The use of Snoezelen in brain injury
Posted in Neurology News on 31st Jan 2013
Following the receipt of a donation of a significant amount of Snoezelen equipment, Mulberry House, one of the rehabilitation units owned by Titleworth Neuro, have developed a Sensory Room in order to provide sensory interventions for residents.
Snoezelen is described as a multi-sensory intervention providing sensory stimuli to an individual’s primary senses of sight, hearing, touch, taste and smell. This is achieved using lighting effects, tactile apparatus, meditative music, and olfactory use of aromatherapy oils.
First used in the 1970’s, it was introduced as an intervention for people with learning disabilities (LD), the rationale being intervention would reduce the effects of sensory deprivation. Expression of negative emotions, self-stimulating and disruptive behaviours are associated with a reduced ability in individuals with LD to explore and interact with their environment i.e. sensory deprivation. Therefore, such an environment offering fewer demands on their intellectual abilities whilst bringing to the fore residual sensorimotor abilities, would promote positive changes in emotion and behaviour. Research has highlighted positive outcomes in LD and dementia.

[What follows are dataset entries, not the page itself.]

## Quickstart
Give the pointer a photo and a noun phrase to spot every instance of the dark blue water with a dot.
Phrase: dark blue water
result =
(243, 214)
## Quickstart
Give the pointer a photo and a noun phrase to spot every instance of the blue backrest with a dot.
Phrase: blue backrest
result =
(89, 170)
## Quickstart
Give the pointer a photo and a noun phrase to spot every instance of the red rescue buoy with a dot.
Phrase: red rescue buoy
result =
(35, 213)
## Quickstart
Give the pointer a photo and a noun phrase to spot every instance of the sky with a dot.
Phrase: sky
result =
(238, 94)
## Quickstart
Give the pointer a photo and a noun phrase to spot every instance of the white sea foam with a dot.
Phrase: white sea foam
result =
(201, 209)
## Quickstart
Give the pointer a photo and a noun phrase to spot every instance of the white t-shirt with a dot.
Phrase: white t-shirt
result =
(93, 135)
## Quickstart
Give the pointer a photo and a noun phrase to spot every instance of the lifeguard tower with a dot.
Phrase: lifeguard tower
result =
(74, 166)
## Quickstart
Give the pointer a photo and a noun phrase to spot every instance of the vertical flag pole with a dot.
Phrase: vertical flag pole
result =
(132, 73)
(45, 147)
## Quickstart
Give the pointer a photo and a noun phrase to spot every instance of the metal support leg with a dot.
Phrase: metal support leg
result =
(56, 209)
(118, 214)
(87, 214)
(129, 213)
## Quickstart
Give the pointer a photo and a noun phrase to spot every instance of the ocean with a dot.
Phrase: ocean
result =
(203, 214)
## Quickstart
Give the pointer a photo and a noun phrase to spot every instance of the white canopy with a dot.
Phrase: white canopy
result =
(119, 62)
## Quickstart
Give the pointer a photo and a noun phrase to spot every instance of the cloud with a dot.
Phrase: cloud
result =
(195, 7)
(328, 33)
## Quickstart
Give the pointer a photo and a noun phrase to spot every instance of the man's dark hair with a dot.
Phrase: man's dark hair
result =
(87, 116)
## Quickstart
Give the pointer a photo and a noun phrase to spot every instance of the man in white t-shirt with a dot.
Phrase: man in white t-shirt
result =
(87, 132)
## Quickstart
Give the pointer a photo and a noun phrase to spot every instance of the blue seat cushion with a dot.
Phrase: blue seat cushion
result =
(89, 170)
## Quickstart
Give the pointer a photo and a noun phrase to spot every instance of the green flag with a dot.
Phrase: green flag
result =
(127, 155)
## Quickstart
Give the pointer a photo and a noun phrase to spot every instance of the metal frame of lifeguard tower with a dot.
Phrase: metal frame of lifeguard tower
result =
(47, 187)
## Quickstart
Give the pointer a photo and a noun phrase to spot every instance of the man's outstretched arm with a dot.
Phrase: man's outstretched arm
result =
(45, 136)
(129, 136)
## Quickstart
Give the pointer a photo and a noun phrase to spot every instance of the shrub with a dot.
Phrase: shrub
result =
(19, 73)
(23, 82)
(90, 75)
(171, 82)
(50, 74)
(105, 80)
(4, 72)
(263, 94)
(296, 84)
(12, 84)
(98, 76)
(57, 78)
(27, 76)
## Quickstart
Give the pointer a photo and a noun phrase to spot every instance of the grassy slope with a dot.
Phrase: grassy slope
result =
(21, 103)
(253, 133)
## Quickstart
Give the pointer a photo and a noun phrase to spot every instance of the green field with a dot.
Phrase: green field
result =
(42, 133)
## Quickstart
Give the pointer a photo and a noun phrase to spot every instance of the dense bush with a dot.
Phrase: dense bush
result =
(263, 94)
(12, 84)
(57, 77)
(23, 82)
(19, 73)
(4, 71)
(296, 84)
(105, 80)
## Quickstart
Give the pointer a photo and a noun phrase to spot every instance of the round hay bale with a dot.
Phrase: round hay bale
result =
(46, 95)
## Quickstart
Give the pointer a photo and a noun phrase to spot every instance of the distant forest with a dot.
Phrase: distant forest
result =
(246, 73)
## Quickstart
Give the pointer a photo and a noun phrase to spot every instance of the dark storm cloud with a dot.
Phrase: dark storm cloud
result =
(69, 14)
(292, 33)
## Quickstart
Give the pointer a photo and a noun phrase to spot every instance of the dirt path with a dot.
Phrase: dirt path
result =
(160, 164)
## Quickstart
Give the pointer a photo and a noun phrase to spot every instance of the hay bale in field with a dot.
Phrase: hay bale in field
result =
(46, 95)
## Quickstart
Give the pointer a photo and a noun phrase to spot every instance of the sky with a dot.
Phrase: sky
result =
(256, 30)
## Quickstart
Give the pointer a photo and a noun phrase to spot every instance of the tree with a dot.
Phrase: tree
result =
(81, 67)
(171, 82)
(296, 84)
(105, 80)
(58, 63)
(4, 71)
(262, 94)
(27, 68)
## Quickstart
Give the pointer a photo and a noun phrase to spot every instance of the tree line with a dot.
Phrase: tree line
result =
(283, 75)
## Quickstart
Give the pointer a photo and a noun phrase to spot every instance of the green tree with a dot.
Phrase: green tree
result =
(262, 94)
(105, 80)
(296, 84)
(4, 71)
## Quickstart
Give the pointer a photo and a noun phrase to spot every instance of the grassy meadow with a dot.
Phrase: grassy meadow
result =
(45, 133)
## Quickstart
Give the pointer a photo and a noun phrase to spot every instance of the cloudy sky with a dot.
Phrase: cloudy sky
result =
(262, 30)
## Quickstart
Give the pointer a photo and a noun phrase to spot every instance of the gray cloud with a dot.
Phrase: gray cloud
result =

There has been significant debate over the last four decades as to whether Snoezelen is considered as a multisensory environment or as a therapeutic medium. Advocates of Snoezelen postulate Snoezelen is beneficial in promoting positive behavioural changes in LD and dementia. However reviews of the outcomes obtained from people with LD and dementia suggest caution.
A literature search around Snoezelen in Brain Injury highlighted very few studies. In 2006 a small reported study looked at use with children who had sustained a severe traumatic brain injury (TBI) and, in 2011, a study looked at the effect of Snoezelen on spectral patterns in adults with brain injury. Yet, to date, there appears to have been no empirical studies looking at its effect on social and emotional behaviour as well as adaptive and performance skills in adults with brain injuries.
In Mulberry House excellent results have already been achieved, in particular staff and family report positive social and behavioural changes in some residents receiving this intervention. Also, spouses have found benefit in being able to be physically close to their loved ones, as they lay on the floor together in the Sensory Room during the intervention. From the qualitative reports, this closeness appears to have led to lowering of caregiver burden and strain. Such an intervention has not been reported before in the research literature. As a result we are commencing some single case design studies in the hopes we can add to the paucity of research literature of the benefit of Snoezelen in Brain Injury, both for the individual with a brain injury and also for the caregiver.